The United States Food and Drug Administration has issued a warning letter to it for manufacturing practice violations at its Cranbury facility in New Jersey.
The regulator has withheld approval of pending new drug applications listing the facility as the manufacturer, Sun Pharma said in a statement.
The decision is unlikely to have a significant impact on Sun Pharma's US operations, as the Cranbury plant manufacturers only limited products, mainly four or five controlled substance drugs or drugs that come under the narcotics category.
A Sun Pharma spokesperson said the revenue impact would be only in 'single-digit million dollars'.
Sun Pharma maintained its 2010-11 consolidated sales growth prediction of 18-20 per cent over the reported sales of 2009-10.
"The decision of FDA may not have much impact Sun Pharma in terms of revenue, but the sentiment of a warning letter may pull down stocks, in the wake of ongoing manufacturing issues for Caraco," said Ranjit Kapadia, vice-president of institutional research at HDFC Securities.
In June last year, Sun's US subsidiary Caraco's Michigan facilities in Detroit, Farmington Hills, and Wixom were raided by US marshals and production was stopped for alleged breach of manufacturing regulations. Caraco is yet to resolve the issues and restart production.
Sun Pharmaceutical Industries Inc (SPI Inc), a wholly owned subsidiary of Sun Pharma, was issued the warning letter by the USFDA as a follow-up to the previous inspection of the manufacturing facility in Cranbury initiated in February.
At the time, the regulator had identified violations of current Good Manufacturing Practice regulations, the statement said.
"SPI Inc has undertaken immediate corrective actions and intends to respond promptly and timely to the USFDA within 15 working days," said Sun Pharma.
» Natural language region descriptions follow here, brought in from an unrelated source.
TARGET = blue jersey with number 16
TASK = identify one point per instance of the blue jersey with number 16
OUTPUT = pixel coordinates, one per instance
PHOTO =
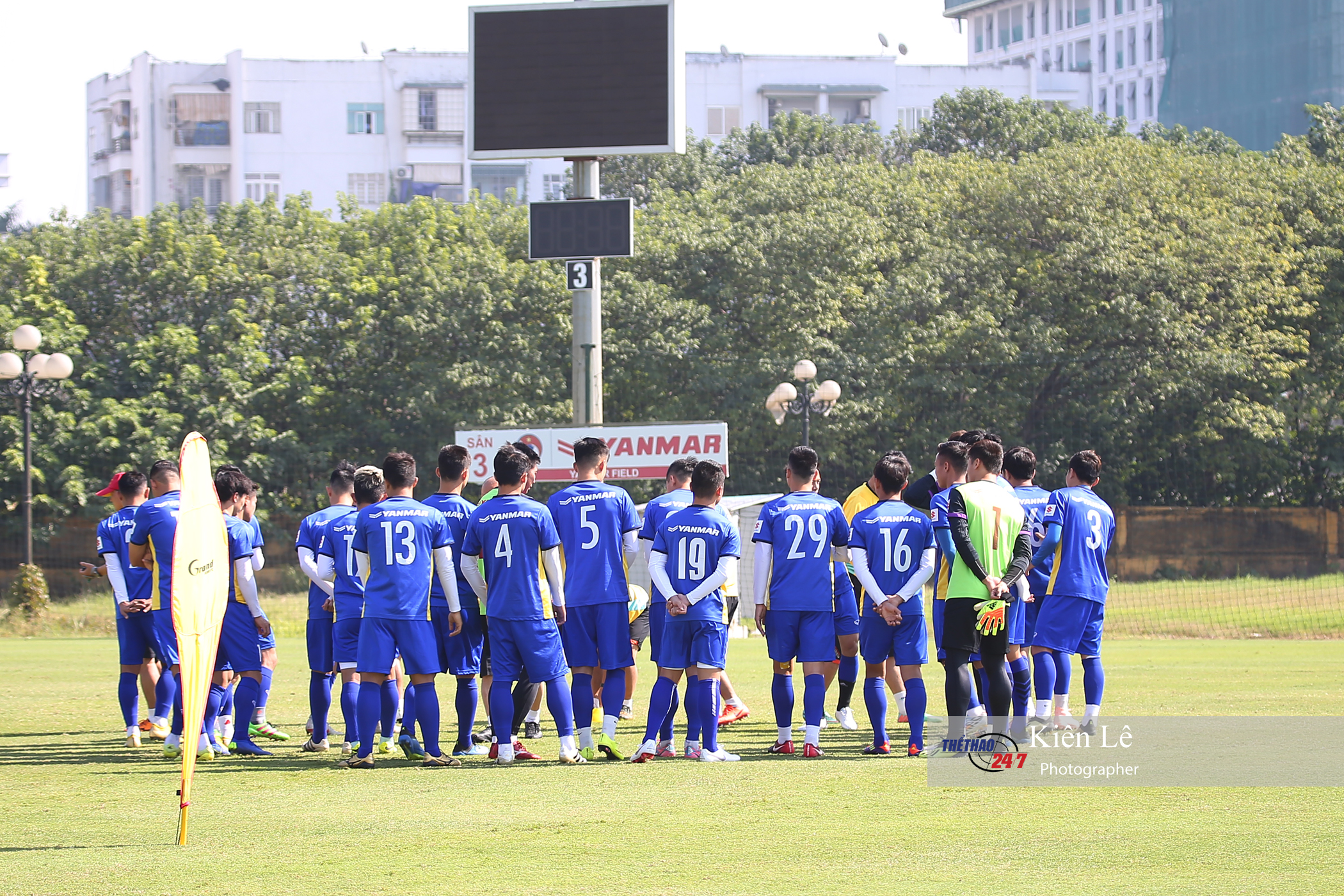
(399, 536)
(1086, 528)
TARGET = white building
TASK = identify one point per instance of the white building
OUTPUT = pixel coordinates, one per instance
(392, 128)
(1116, 44)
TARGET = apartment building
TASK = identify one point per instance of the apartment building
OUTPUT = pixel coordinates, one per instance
(1116, 44)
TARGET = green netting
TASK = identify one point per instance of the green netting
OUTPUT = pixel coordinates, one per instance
(1247, 67)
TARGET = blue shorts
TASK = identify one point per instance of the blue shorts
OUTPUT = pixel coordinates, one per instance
(381, 640)
(908, 643)
(320, 645)
(166, 637)
(239, 644)
(692, 644)
(807, 636)
(527, 644)
(136, 640)
(1070, 625)
(598, 634)
(460, 655)
(845, 614)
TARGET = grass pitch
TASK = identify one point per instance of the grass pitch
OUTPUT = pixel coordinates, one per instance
(85, 816)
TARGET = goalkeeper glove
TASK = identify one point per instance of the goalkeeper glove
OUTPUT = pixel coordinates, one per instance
(989, 616)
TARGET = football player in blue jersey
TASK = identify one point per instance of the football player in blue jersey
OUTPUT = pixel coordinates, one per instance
(312, 528)
(597, 525)
(796, 536)
(1020, 472)
(691, 561)
(131, 586)
(399, 547)
(1080, 528)
(151, 546)
(516, 538)
(892, 547)
(460, 655)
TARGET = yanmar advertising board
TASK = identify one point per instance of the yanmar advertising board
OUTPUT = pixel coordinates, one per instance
(639, 451)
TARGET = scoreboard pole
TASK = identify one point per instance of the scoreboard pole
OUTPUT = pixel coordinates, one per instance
(586, 347)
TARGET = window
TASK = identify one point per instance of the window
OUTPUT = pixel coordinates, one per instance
(261, 117)
(723, 120)
(365, 118)
(261, 186)
(909, 117)
(369, 190)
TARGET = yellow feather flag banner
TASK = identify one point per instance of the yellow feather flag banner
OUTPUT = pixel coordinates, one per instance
(199, 594)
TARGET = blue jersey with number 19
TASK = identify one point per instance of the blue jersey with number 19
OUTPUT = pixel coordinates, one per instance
(399, 536)
(1086, 528)
(508, 532)
(592, 518)
(801, 528)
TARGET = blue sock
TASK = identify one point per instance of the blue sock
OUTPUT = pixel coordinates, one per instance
(660, 699)
(781, 692)
(212, 701)
(666, 728)
(561, 704)
(164, 692)
(426, 707)
(1044, 676)
(1094, 680)
(350, 710)
(708, 703)
(409, 711)
(387, 715)
(502, 708)
(128, 695)
(582, 698)
(246, 696)
(367, 715)
(1064, 671)
(813, 699)
(177, 708)
(1020, 671)
(613, 692)
(465, 701)
(917, 703)
(692, 708)
(876, 699)
(319, 701)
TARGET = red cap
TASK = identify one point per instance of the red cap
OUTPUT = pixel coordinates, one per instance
(112, 485)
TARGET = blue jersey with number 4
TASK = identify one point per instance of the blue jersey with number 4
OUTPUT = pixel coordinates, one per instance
(801, 528)
(894, 536)
(592, 518)
(508, 532)
(694, 539)
(1087, 527)
(399, 536)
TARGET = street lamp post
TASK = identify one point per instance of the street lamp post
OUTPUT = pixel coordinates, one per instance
(28, 375)
(816, 398)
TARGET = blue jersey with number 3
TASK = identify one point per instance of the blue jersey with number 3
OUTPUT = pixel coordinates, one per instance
(801, 528)
(399, 536)
(1086, 528)
(592, 519)
(894, 536)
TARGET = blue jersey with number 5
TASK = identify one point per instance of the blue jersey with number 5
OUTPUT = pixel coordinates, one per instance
(801, 527)
(508, 532)
(592, 519)
(399, 536)
(1086, 528)
(894, 536)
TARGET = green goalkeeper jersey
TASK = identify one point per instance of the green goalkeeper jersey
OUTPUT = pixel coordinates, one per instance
(993, 519)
It has three manufacturing facilities in the US, including an active ingredient manufacturing facility. However, most of its supply to the US market is from its FDA-approved Indian manufacturing facilities.
Daiichi Sankyo-owned Ranbaxy Laboratories was also banned by FDA two years earlier for violating manufacturing norms at two facilities in India. Ranbaxy is yet to get clearance from the regulator.